ZFS issues upon selecting previous NixOS version at boot menu

I run encrypted ZFS with NixOS on my desktop. I recently bought some hard drives to use as bulk media storage as my phone and laptop were running out of space. I read up on ZFS documentation, ran sudo zpool create storage mirror /dev/sda /dev/sdb (unencrypted intentionally - it’s on my todo list to switch my desktop to be fully unencrypted so I can reboot remotely), and everything seemed to go well. ZFS auto-mounted the storage at /storage without explicit configuration from me. This was all fine and dandy and worked well before and after reboots.

This morning I was attempting to upgrade NixOS, but hit several problems (broken package builds, but more annoyingly bugs in nixos-rebuild). In my process of trying to get builds to work, I rolled back to an earlier NixOS install from the boot menu (likely one before I had set up the ZFS configuration) and rebuilt (without the broken package) from there. The rebuild (and upgrade) succeeded. A little while later, I noticed /storage was empty. This freaked me out quite a deal.

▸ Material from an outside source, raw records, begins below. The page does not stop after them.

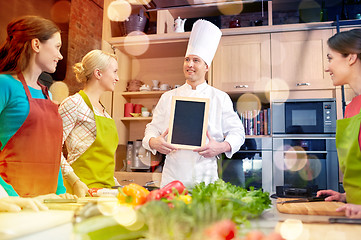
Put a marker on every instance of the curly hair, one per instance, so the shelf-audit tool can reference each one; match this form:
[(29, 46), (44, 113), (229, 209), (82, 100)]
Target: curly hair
[(16, 51)]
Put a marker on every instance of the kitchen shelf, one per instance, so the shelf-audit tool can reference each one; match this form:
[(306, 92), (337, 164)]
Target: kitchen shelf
[(136, 118)]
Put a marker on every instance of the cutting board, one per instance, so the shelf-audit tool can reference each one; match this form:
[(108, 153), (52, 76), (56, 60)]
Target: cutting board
[(310, 208), (80, 203), (319, 231)]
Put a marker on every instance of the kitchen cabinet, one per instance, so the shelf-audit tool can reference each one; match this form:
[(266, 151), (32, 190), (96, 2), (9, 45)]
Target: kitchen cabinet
[(242, 63), (299, 59)]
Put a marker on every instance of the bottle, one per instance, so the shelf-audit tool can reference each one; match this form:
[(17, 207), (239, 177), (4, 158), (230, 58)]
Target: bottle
[(129, 156)]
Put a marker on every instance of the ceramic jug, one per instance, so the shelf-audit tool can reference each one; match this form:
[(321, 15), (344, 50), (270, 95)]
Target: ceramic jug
[(179, 25)]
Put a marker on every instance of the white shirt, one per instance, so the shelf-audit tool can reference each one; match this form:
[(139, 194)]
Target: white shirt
[(223, 125)]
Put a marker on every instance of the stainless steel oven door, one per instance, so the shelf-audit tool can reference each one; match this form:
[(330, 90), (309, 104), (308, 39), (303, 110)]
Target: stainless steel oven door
[(302, 163), (251, 166)]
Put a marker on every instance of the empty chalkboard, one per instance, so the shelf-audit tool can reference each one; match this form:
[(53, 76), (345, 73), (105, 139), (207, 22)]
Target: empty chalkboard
[(188, 122)]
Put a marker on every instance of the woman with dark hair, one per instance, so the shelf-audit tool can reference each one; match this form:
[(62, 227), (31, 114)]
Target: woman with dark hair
[(344, 66), (30, 125)]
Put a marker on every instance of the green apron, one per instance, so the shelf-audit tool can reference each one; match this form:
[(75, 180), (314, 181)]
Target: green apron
[(95, 167), (349, 156)]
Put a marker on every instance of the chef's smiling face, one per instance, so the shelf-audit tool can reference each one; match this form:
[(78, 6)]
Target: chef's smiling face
[(49, 53), (194, 69), (338, 67)]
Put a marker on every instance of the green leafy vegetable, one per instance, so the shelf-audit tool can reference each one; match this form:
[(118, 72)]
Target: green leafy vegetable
[(210, 203)]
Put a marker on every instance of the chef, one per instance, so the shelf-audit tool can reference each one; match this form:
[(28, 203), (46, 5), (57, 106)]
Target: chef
[(225, 133)]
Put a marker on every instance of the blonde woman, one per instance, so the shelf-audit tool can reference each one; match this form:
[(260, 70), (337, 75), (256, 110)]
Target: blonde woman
[(89, 132)]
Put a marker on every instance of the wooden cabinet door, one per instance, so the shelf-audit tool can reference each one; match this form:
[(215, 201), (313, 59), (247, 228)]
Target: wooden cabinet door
[(242, 63), (299, 59)]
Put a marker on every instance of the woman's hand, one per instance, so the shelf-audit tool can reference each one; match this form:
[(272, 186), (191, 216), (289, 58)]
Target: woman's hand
[(16, 204), (351, 210), (80, 189), (332, 195)]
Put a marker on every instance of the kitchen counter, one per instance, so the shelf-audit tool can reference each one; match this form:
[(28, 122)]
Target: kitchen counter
[(304, 227), (57, 224), (30, 225)]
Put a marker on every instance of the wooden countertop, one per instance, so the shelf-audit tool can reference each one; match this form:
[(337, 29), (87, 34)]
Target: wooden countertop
[(306, 227), (36, 225)]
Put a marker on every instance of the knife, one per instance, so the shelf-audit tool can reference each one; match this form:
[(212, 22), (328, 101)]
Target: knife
[(301, 200)]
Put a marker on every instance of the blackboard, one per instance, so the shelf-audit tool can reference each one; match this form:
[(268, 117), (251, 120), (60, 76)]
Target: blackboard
[(188, 122)]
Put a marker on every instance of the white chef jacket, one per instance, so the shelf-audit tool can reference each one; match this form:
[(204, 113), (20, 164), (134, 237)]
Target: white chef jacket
[(223, 125)]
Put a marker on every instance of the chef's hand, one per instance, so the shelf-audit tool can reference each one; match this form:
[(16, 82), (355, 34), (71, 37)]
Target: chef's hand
[(80, 189), (213, 148), (15, 204), (351, 210), (332, 195), (161, 145)]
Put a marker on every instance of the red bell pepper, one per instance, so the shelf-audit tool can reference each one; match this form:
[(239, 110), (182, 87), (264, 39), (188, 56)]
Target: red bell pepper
[(177, 185), (133, 194), (167, 191)]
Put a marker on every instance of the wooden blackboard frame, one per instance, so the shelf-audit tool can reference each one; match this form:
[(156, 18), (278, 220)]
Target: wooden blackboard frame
[(188, 122)]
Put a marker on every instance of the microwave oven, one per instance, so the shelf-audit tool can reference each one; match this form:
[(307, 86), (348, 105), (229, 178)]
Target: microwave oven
[(304, 116)]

I started trying to figure out why ZFS didn’t load in my drives. Nothing came up immediately in any of the ZFS systemd service statuses. While fdisk recognized the physical drives existed, zpool status, zfs list, and zfs mount did not. I started looking around to see if anyone else had this problem and could not find anything: though it’s a little hard to search for. Then I tried adding the /storage drive to fileSystems in my hardware configuration file: fileSystems."/storage" = { device = "storage"; fsType = "zfs"; };. This was a very bad idea. Upon running nixos-rebuild --upgrade my desktop crashed to tell me “You are in emergency mode.”

So, some stuff I could really use some help with:

  1. Why does ZFS not recognize that my two drives at /dev/sda and /dev/sdb should form a mirrored pool? fdisk certainly recognizes that these drives exist. But zfs list, zpool status, etc show no indication that they do.

  2. What was it that likely happened to get my drives into this unreadable state to begin with? Was it rolling back to an earlier boot version from the boot menu? Was it rebuilding the system? Was it upgrading the system?

  3. What did adding the drives to fileSystems do that made my computer immediately choke and die?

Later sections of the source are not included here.